Week 2 (February 9-15) : The Blues (1973, Dir. Samuel Charters, 20 min )

In The Blues, musicologist, writer, record producer, and first-time documentary filmmaker Samuel Charters, along with his wife Ann Charters—scholar, photographer, and painter—traveled through the rural South to record the lives and performances of legendary blues musicians including J.D. Short, Pink Anderson, Furry Lewis, Baby Tate, Memphis Willie B., Gus Cannon, and Sleepy John Estes.

The film opens with a title card of simple statement of purpose:
“This film is a documentation of the music and the environment of a few of the men who have given American music one of its richest song styles — THE BLUES.”

Filmed with quiet respect, The Blues portrays poverty, segregation, and racism not as spectacle but as lived context.
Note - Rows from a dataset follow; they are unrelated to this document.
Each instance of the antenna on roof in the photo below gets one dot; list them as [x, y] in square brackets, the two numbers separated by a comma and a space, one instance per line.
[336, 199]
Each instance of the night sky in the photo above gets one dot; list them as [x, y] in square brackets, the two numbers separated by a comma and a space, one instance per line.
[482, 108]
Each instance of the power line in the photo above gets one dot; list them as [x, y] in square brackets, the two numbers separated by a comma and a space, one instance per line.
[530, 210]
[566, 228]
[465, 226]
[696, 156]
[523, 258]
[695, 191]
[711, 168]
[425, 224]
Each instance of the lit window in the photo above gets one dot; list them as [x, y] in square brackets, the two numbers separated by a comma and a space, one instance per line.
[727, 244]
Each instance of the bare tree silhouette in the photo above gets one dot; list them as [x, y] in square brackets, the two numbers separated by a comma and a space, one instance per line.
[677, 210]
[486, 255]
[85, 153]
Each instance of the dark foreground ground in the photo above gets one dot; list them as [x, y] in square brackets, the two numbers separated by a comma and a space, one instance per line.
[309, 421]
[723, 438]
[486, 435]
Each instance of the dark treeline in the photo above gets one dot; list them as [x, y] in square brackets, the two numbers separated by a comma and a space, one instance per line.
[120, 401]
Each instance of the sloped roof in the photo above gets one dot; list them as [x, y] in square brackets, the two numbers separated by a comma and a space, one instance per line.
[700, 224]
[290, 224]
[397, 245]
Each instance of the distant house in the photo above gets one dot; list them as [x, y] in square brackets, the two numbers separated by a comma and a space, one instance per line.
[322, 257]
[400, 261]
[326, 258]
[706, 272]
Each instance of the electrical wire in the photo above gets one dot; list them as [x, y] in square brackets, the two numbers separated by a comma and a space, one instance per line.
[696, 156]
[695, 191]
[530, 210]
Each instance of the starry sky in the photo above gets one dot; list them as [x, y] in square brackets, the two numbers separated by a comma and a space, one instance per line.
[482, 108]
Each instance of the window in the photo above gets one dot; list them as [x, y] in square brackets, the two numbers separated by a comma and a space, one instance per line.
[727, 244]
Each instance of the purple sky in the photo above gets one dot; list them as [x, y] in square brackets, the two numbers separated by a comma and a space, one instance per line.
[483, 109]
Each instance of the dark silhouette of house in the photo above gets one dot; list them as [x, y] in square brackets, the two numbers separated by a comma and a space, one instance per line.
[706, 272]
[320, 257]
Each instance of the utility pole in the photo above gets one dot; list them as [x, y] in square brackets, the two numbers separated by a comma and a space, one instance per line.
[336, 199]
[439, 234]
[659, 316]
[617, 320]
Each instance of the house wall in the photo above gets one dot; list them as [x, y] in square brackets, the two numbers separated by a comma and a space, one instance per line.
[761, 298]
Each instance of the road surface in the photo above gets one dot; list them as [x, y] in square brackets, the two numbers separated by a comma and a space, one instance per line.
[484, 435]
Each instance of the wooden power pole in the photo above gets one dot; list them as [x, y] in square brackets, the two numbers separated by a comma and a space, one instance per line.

Its observational style highlights the intimacy between musicians, their families, and their environments. The film captures how loneliness and hardship, when voiced through song, become shared experiences—how the blues can transform isolation into connection. Though Charters’s accompanying album became more widely known, the film itself was seldom seen after its completion.


Week 3 (February 16-22): Yonder Come Day (1975, Dir. Milton Fruchtman, 28 min)

Yonder Come Day is an intimate exploration of African American slave culture, tracing its Afro-American roots through song, memory, and oral tradition. Centered on Bessie Jones—a 72-year-old folk singer and the grandchild of enslaved people—the film reveals a vast and deeply personal knowledge of spirituals, work songs, and stories passed down through generations.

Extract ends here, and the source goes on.